The Public Option could’ve been for ANY group, just so we had expanded Medicare (not Medicaid), once we were at that point then it was just a matter of growing the program …which was predictable because the costs are invariably lower.

This was a pretty well thought out and extrapolated view of things and the ACA honestly is a messy hodgepodge by comparison that only provides a small amount of value…and the value it provides is exactly what the Public Option would have targeted.

This isn’t some casual set of thoughts on my side, it was literally where my life and passions and those who I respected were overlapping, and the cost and health benefits fell neatly into my area of expertise.

4 Likes

That’s clearly a nonsense argument no one is saying. I’m a Bernie supporter. I will continue to support his goals by voting for the candidate he is pleading we put in office.

Many of the “Bernie or Bust” crew ARE misogynists, because anyone who says “I’d rather have Trump than let b**** take office” never really cared about his message or ideology to begin with.

8 Likes

Oooh! Oooh! I know this one!

But seriously man, that’s some inefficient snark. A 250 word paragraph? I managed to insult regulars in just a single sentence.

3 Likes

I concede your expertise, I’m out of my depth. But if it were so easy, it would have been done. But the healthcare industrial complex surely opposed it, no? Which is the whole reason the frankenstein that is ACA exists?

I just read this wiki Public health insurance option - Wikipedia and it sounds like the Public Option was DOA.

3 Likes

[quote=“gellfex, post:135, topic:82140”]
I concede your expertise, I’m out of my depth. But if it were so easy, it would have been done. [/quote]
That’s why ‘option’ is in there, it really helps fight some of the anti-marketing, because you’re right…and you nailed the opposition…along with insurance companies and extremely well reimbursed doctors

As a full health plan it wouldn’t have won from the get-go, no, but I don’t think anybody took that possibility seriously. Instead the hope was to first use it to fill the gaps between Medicare and Medicaid (Dual Eligible populations, Childless Adults, that sort of thing) while cutting down on the administration costs (it’s way less smooth a process than you’d hope). Then it’s just a matter of spiderwebbing out. Block Grants would be easy targets because of the obvious financial incentives, but there’s also health homes and such. Any group we can get onto Medicare is a win for the good guys, and once there’s enough then there’s more support for the ‘hey, why can’t we have that too?’ from the general populace.

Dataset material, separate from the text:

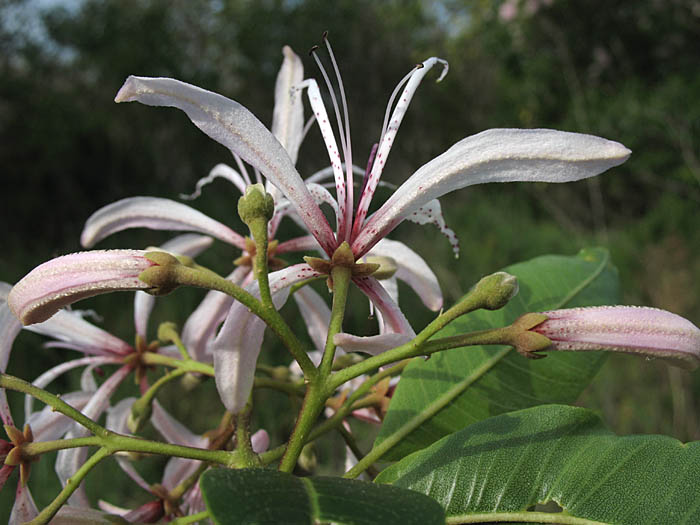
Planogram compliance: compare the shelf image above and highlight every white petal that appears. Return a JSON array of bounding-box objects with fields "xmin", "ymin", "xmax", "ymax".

The big pushback comes from the worry that we’d do some degree of socialization, and in all honesty it wouldn’t hurt. Sure, we have some doctors who are rolling in cash, but there’s a huge chunk of our support population among the nurses and physicians that are in debt and being forced to focus on making more money when they’re supposed to be focused on the patient.

4 Likes

And yet, I just don’t care. There’s so much invalid baggage, that a few handbags of value just don’t seem to matter as much.

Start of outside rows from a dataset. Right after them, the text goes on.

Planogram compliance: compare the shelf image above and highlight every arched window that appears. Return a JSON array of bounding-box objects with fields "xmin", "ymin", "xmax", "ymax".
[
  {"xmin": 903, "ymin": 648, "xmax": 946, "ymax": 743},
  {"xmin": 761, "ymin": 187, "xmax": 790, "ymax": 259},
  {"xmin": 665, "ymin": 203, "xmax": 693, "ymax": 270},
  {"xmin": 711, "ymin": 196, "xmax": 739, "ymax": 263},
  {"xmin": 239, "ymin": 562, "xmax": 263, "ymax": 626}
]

Adherence to neoliberal policies, mostly, both in the foreign and economic arenas. Significant blood on her hands, a la Kissinger (whom she met for a little “lovefest”) from the Honduras coup, among others. And getting caught blatantly lying to everyone, several times now.

4 Likes

That’s a powerful argument for Trump, tbh. Republicans will go even more batshit if HRC is elected, ensuring their stranglehold on Congress will remain in place for as long as she’s around. Whereas Trump will likely energize the Dem base, like GWB did post-Iraq. Remember how the Dem majority vanished as soon as Obama got in? This will be even worse. And of course, HRC will use that as an excuse to push right-wing legislation as “the only possible compromise”.

1 Like

Clinton and Trump are not the only candidates by far.
Nor do you need worry about voting for the President,
the Electoral College are the ones who actually vote.